UNF student creates virtual reality tool to study tumors

A few years ago, Jason Smith, an undergrad majoring in computing and information sciences, wanted to keep his head down. Then after looking at careers, he saw he could make a difference in the world using data. Smith created VRvisu, a virtual reality tool that visualizes brain tumors in a 3D diagram.

“I started to realize the importance of data, and just the potential for making a difference that data has,” Smith said. “Another thing that caught my attention was virtual reality. I kind of wanted to see if I could combine the two.”

It started when UNF assistant professor Sandeep Reddivari assigned a project that involved programming.  Smith’s original goal for VRvisu was to be a data visualization tool, where a user could see and interact with large amounts of data.

The user would put on the headset, and they would be transported into a virtual space. In this virtual space, the user can see a 3D scatterplot of red and white tumors. The white tumors are the tumors Smith was able to recreate himself. The red tumors are the tumors that Smith was unable to replicate due to either MRI images being too blurry or because they were too difficult to recreate. One of the many setbacks he faced was recreating the tumors in 3D while keeping them accurate.

“I’m not a graphic designer at all,” Smith said. “I can barely draw a stick figure. So, having to come up with a way to recreate those tumors and keep them accurate was quite a bit of a challenge.”

Jason Smith created VR Visu, a virtual reality program that lets people visualize and interact with data. Photo by Alex Torres-Perez.

Users can grab any tumor from the plot with their bare hands to get a good look of it. This gives doctors a better understanding of the tumor, and how to deal with it. If a user touches the tumor with their left hand, a note with all the information about the tumor and the patient appears.

Smith was inspired to create this tool after reading an article online about a man with cancer. The man had a very invasive brain tumor, and he used his background in 3D printing in order to recreate the tumor, his brain and skull for doctors to practice on.

“After I saw how that was being used, I was thinking, why couldn’t the same thing be done in VR?” Smith said. “Everyone kind of relates to cancer as well as the severity of it.”

After discussing it with Reddivari, he decided to name it VRvisu, as visualization is a recurring theme among his professor’s projects.

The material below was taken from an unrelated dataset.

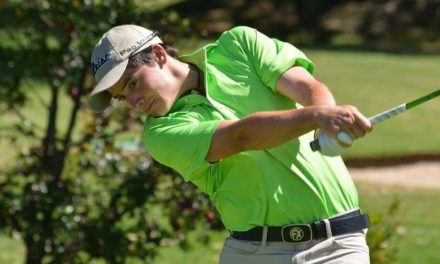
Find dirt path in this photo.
[349,161,440,189]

Virtual reality isn’t cheap. Smith needed equipment, so with Reddivari, he sent a request for a $1,000 grant to the UNF Office of Undergraduate Research. That money covered the cost of the HTC Vive headset, stands for the sensors and the Leap Motion Controller, which is a sensor put in front of the headset to track your hands in VR without the use of controllers.

It took Smith four to five months of coding to get the program to where it is now.

“A lot of the time spent was learning everything as I went,” Smith said.

Jason Smith’s project is open for other students to contribute to. Photo by Alex Torres-Perez.

He found a way to to use Unity, a software framework generally used to create or develop video games, along with VR packages from Valve, which are used to modify various VR programs to get everything to work.

Smith expects other students to expand on VRvisu as he made it open-source for anybody to use. He even made it as user-friendly as possible to make it easier for other students to contribute. Reddivari is already looking for more students to work on the project.

Smith plans on having the program work with multiple users. That way, two people can connect to the same VR space over the internet to collaborate with all of the data in front of them.

Smith has also started working on a way to create a gene clustering visualization where you can find different traits of people based on their DNA. He has set up over 6,000 data points, but it turns out that the data was too much for the program to handle at the moment.  So for now, it’s been put on hold.

“I really see less of virtual reality and more augmented reality,” Smith said. “I think AR might play more of a role in data visualization and scientific aspects.”

Smith, who will graduate in December, completed an internship with the Florida Data Science for Social Good, which works with several nonprofit organizations in Northeast Florida.